Julfi mengatakan, Pertamina membuat model risiko yang lebih rendah dalam pengembangan panas bumi agar bisnis panas bumi lebih menarik bagi investor. PGEO menggunakan teknologi electrical submersible pumps yang merupakan salah satu teknologi untuk bisa mereduksi risiko pengembangan panas bumi.
"Pompa akan menghasilkan peningkatan produksi bahkan di sumur subkomersial dan juga di pembangkit listrik. Dulu mengembangkan sektor geothermal itu butuh sepuluh tahun, sekarang bisa dikembangkan dalam lima tahun," ujarnya.
Upaya tersebut dilakukan karena panas bumi mampu menjadi baseload atau tulang punggung kelistrikan di Indonesia. Menurutnya, sumber energi yang stabil dan besar melalui panas bumi menjadi kunci dalam mendukung pertumbuhan ekonomi 8% yang dicanangkan pemerintah.
"Apalagi, dengan rencana pertumbuhan ekonomi yang ditopang dari industri hilirisasi serta manufaktur, membutuhkan pasokan listrik yang stabil dan bersih.
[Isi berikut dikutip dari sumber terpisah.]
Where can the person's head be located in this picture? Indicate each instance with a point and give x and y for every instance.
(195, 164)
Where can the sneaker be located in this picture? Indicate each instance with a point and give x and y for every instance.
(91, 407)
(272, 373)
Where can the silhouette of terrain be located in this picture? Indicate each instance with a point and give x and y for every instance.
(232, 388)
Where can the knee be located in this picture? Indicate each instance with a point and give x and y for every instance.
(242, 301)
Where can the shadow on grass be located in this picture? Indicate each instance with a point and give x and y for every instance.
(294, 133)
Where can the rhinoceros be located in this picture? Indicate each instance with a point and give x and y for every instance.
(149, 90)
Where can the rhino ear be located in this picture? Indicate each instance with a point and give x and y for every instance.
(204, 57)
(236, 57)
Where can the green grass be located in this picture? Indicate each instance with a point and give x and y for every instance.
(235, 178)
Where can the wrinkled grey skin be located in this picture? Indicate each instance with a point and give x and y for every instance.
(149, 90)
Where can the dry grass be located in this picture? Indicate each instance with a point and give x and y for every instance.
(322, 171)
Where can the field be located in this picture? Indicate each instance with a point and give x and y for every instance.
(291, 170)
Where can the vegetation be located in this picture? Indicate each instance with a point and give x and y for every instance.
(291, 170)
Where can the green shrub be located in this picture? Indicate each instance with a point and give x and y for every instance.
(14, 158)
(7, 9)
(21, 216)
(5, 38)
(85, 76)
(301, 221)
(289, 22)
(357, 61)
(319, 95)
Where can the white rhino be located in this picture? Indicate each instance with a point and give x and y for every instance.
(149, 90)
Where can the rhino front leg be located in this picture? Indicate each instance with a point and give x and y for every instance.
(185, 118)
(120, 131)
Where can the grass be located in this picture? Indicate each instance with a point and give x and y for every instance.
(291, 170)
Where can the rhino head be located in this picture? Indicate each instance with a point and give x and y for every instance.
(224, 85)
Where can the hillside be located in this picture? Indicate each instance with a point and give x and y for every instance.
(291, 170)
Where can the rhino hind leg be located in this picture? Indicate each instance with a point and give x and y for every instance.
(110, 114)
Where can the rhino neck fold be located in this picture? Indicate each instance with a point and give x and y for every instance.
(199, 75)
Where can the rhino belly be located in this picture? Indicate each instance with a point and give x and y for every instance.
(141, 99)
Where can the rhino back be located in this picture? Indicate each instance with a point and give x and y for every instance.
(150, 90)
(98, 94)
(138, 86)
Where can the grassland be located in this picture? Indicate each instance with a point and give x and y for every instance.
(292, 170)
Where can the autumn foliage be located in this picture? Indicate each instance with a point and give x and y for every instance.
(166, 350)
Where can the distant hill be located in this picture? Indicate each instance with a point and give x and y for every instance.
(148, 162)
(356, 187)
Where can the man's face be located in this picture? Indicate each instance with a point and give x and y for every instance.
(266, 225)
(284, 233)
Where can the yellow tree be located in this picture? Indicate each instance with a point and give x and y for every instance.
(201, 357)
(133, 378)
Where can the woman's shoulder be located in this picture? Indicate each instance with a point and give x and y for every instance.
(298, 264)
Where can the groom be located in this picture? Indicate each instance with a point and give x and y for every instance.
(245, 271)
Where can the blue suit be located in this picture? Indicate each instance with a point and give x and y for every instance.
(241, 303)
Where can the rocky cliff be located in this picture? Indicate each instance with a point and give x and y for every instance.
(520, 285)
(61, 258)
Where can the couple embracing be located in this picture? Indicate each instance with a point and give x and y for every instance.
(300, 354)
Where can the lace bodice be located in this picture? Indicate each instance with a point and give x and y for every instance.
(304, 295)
Panas bumi merupakan jawabannya," kata Julfi.
Panas Bumi Jadi Sumber Energi Penting
Direktur Jenderal Energi Baru Terbarukan dan Konservasi Energi (EBTKE), Kementerian Energi dan Sumber Daya Mineral (ESDM), Eniya Listiani Dewi, mengatakan panas bumi menjadi sumber energi yang penting untuk menjadi sumber energi bersih yang stabil untuk memasok seluruh kebutuhan listrik nasional.
"Potensi di Indonesia sangat besar, dengan posisi strategis yang memiliki potensi panas bumi lebih dari 23 gigawatt, di mana saat ini baru dimanfaatkan sekitar 2,5 gigawatt atau sekitar 11%," ujar Eniya.
Eniya menyebut, dengan memanfaatkan panas bumi maka penurunan emisi bisa mencapai 22 juta ton CO2 pada tahun 2030. Untuk itu, pemerintah indonesia berkomitmen mendukung semua pihak dalam pengembangan panas bumi dalam negeri.
"Presiden kita sudah berulang kali menekankan pentingnya geothermal, dan dukungan internasional dibutuhkan agar Indonesia dapat menjadi negara nomor satu dalam pemanfaatan geothermal di dunia. Kami juga telah menyederhanakan regulasi perizinan dan menaikkan return of investment (IRR) hingga 1,5%," ujarnya.